A campaign to search for extraterrestrial companions has led scientists to a perplexing object with a mass 15 times that of Jupiter.
According to Sci-News, the research team, led by Dr. Jackie Faherty from the American Museum of Natural History, co-founded the project “Backyard Worlds: Planet 9”. The object, designated W1243, is a companion body orbiting a young K0 star named BD+60 1417, located approximately 146 light-years away in the constellation Ursa Major.
Image of the BD+60 1417 star system – (Photo: Léopold Gramaize / Backyard Worlds: Planet 9 project)
This object orbits very far from its parent star, at a distance of about 1,662 times that between Earth and the Sun, showing signs that suggest it is a planet.
However, it has a mass 15 times that of Jupiter, while one of the criteria for distinguishing between a planet and a brown dwarf is a mass greater than 13 times that of Jupiter.

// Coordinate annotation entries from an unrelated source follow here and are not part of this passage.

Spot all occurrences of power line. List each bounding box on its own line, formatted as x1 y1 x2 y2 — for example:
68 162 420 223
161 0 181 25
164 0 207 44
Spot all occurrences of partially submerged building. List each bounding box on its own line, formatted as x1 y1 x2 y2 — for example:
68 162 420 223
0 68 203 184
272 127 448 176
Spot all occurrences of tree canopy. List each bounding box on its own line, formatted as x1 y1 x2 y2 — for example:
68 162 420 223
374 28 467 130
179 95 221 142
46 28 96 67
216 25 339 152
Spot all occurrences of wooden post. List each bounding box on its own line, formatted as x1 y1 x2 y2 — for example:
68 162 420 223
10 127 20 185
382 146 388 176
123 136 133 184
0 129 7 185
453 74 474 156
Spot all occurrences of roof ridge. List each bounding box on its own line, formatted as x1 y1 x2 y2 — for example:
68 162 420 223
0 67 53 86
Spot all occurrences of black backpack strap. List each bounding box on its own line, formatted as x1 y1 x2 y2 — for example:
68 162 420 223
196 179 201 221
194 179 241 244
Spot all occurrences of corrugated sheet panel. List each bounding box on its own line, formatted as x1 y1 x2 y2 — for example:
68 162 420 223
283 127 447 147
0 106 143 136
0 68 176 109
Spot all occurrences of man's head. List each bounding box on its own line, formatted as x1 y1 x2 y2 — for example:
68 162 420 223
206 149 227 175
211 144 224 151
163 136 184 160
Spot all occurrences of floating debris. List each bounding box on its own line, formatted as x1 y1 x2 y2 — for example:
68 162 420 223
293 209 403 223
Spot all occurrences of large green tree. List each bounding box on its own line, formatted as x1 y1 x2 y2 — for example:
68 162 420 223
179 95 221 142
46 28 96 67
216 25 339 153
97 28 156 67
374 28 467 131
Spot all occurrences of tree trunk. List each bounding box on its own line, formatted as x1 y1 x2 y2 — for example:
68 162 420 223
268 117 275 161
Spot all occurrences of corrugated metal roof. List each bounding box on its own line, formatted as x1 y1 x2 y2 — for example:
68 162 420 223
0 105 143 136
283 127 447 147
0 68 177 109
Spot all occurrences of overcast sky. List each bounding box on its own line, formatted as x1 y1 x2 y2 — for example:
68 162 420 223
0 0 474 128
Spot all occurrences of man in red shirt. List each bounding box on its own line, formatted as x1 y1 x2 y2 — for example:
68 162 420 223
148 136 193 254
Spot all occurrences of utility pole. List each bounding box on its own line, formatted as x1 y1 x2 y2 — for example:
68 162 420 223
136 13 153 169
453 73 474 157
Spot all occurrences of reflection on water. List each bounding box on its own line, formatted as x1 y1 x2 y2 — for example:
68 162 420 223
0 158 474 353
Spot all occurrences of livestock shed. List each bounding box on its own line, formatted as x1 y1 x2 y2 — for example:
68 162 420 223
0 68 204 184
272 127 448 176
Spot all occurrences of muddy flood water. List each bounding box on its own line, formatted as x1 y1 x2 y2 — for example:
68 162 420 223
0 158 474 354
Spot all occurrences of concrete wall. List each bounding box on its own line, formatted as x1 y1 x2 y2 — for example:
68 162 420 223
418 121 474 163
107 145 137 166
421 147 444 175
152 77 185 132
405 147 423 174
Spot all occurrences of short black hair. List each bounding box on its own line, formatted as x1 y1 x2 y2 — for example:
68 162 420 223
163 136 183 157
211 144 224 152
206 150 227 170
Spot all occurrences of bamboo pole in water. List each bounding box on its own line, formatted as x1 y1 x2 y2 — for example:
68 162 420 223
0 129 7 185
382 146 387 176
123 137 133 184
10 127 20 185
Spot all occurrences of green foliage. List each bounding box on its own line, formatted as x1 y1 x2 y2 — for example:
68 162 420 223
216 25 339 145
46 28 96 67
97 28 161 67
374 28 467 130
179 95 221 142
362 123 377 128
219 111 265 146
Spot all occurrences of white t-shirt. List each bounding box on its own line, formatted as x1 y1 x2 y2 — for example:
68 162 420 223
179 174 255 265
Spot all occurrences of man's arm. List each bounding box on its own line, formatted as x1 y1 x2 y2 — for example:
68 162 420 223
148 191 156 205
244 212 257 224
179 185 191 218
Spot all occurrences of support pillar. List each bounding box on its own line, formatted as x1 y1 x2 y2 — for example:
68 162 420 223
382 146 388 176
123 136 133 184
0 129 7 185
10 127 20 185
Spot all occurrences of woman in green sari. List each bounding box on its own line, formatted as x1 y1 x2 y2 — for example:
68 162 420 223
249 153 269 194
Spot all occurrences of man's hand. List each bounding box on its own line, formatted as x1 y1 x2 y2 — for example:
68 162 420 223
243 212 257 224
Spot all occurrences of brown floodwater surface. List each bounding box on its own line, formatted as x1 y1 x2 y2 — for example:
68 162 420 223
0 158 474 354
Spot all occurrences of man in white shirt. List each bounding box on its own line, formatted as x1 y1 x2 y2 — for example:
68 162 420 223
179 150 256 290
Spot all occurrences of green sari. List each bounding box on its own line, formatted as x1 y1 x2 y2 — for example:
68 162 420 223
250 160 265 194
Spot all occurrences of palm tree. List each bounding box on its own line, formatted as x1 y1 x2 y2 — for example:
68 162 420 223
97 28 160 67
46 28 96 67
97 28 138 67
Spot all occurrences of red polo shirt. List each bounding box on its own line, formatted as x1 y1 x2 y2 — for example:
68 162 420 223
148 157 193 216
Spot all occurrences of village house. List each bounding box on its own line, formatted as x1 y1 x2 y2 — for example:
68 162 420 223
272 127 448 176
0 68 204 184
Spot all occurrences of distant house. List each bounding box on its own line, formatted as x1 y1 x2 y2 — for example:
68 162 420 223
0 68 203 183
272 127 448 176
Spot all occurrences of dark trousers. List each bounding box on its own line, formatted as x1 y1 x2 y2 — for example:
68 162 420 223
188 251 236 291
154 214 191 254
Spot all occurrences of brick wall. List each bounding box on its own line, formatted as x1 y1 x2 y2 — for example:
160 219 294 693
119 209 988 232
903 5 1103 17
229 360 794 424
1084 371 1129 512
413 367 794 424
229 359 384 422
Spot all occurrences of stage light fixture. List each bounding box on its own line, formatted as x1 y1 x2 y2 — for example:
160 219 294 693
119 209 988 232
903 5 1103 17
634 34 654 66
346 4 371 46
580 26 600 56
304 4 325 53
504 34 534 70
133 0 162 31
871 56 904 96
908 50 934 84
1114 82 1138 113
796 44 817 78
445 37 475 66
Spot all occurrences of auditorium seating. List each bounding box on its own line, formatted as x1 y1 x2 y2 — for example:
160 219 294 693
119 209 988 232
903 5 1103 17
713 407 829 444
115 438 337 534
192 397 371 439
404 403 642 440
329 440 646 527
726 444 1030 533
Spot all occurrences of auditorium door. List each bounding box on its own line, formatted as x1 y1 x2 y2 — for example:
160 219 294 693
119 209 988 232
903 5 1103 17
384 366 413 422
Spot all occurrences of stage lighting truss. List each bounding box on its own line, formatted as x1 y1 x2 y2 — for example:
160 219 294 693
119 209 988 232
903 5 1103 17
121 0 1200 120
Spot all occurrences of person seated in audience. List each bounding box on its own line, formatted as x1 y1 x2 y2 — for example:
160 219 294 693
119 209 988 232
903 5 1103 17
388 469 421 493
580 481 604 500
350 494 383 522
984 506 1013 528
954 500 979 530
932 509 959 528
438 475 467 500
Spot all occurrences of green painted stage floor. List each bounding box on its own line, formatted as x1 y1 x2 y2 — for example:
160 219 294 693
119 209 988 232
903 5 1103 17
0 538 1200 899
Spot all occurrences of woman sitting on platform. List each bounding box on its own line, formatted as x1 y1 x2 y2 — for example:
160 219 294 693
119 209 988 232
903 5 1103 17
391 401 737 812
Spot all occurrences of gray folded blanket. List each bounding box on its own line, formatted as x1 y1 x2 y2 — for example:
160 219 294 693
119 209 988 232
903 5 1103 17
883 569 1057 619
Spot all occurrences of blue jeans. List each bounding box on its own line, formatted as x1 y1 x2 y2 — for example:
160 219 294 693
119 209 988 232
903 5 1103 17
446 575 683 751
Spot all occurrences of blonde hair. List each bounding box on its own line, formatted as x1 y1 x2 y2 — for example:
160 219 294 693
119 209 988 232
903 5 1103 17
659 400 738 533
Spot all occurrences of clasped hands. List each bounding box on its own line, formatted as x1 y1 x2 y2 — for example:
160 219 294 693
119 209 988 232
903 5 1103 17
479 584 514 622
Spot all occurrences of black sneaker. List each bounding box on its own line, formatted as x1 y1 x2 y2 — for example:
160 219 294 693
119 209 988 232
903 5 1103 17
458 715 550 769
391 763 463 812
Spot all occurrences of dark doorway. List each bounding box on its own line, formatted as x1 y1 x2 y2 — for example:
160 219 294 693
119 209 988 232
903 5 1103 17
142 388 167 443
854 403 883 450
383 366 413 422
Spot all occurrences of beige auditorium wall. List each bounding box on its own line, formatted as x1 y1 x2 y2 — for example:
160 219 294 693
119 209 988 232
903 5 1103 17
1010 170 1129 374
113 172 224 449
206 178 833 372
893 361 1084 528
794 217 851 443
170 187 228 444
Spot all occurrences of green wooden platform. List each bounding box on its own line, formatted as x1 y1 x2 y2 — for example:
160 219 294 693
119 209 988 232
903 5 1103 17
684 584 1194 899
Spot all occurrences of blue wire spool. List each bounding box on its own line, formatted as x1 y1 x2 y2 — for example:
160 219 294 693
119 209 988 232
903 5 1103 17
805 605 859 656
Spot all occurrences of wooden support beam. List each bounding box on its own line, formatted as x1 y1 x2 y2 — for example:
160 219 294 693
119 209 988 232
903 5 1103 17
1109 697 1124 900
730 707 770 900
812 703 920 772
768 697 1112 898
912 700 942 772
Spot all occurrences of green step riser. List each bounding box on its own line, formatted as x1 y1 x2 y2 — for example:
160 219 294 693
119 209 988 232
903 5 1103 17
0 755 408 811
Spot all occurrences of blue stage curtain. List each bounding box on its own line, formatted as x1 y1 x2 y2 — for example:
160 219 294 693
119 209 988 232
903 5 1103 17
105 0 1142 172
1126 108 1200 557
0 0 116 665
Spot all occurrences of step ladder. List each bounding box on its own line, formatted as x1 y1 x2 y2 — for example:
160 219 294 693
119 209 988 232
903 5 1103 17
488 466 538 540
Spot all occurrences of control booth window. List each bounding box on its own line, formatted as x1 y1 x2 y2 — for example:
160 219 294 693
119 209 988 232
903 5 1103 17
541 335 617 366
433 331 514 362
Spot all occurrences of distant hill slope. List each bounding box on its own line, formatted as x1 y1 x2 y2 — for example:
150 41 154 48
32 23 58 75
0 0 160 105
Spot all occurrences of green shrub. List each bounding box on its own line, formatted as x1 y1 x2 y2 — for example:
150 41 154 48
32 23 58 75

Brown dwarfs are objects that resemble failed stars because they cannot initiate the nuclear fusion necessary to become stars, yet they are more complex than planets. They are typically much smaller than stars but significantly larger than planets.
One characteristic of brown dwarfs is that they are “born from nothing,” meaning they seem to form directly from the molecular cloud where they reside, similar to stars, rather than from the protoplanetary disk of a star.
The newly discovered object is too massive to be classified as a planet, yet it has a parent star, making it unlikely to be a brown dwarf. Scientists believe it to be a “monster” planet, unusual and somewhat “superior” to typical planets like Earth or the gas giant Jupiter.
According to Dr. Faherty, they are continuing to explore possibilities, and if W1243 can be confirmed as a planet, it will help expand the definition of a planet as well as the range in which one might find a planet orbiting distant stars.
The study was recently published in the scientific journal Astrophysical Journal.